Two lone survivors together. Peer hoped they could help each other.
Mary had not spoken this much to one person in years. Peer was the one, she was sure, the woman whom Fay had told her about. Whatever quirk of fate had brought them together Mary blessed it, and hoped that Fay would be equ
ally as happy. Mary was silently intimidated by Peer’s presence and the ease with which she carried her power, almost as if she did not acknowledge its existence. But she also found she hated her, wishing so much that now was the time to let her Spikes – both the dog, and the chain – loose on the bitch’s putrid flesh.
Fay had preached caution, however. Mary must wait until the time was right. And she would never, could never disobey Fay.
She needed to tell Peer a story, paint out a make-believe background so that she could not betray Fay with any casual questions. So she thought up a dead family, a dead neighbour, the dead neighbour’s dog, escape from the home and flight towards Cheltenham in the hope of finding her brother alive and well there.
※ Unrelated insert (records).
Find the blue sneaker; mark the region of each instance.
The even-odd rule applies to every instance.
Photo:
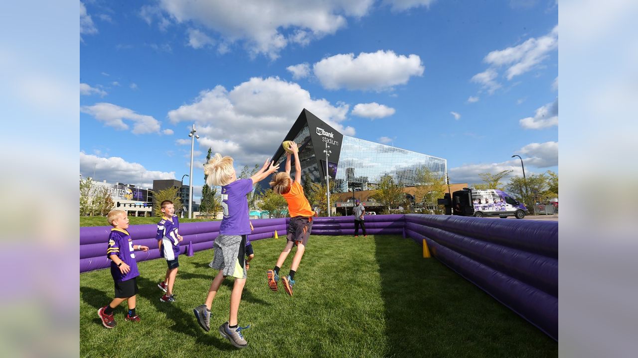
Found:
[[[288,296],[292,296],[292,285],[295,284],[295,280],[290,278],[290,275],[281,278],[281,282],[283,283],[283,289]]]
[[[279,275],[274,269],[269,269],[266,271],[266,278],[268,280],[268,287],[272,292],[277,292],[277,282],[279,281]]]
[[[244,335],[241,334],[242,329],[250,328],[250,325],[246,327],[239,327],[232,329],[228,327],[228,322],[226,322],[219,326],[219,334],[221,336],[230,341],[230,343],[237,348],[246,348],[248,347],[248,342],[246,341]]]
In truth, she knew that they would get nowhere near Cheltenham before seeing Fay once more. The transparency of the lie mattered little.
As she took the exit ramp from the motorway Mary experienced a sudden, intense flush of dread. Her skin prickled, her stomach rumbled. She felt as she had for the last few years, closed in with Roger and his sick gang, turned into one of them by the endless mockery and the foolish, useless urge to make herself wanted. She slowed the car and started to ease it into the hard shoulder. From the corner of her eye she saw Peer look up.
“Anything wrong?” Peer asked.
Mary shook her head. She did not want to talk to her, could not. Something terrible nestled in the pit of her stomach, twisting her guts and promising much, much more pain to come. She felt an instant of dissatisfaction, and she was honest with herself for the first time in a long while. Like a drowning woman she relived a dozen instances from her life, all of them were bad. The here, the now, suddenly felt the same.
The car swung around the roundabout under its own momentum, and Mary helped it on its way around the corner and down between the fields.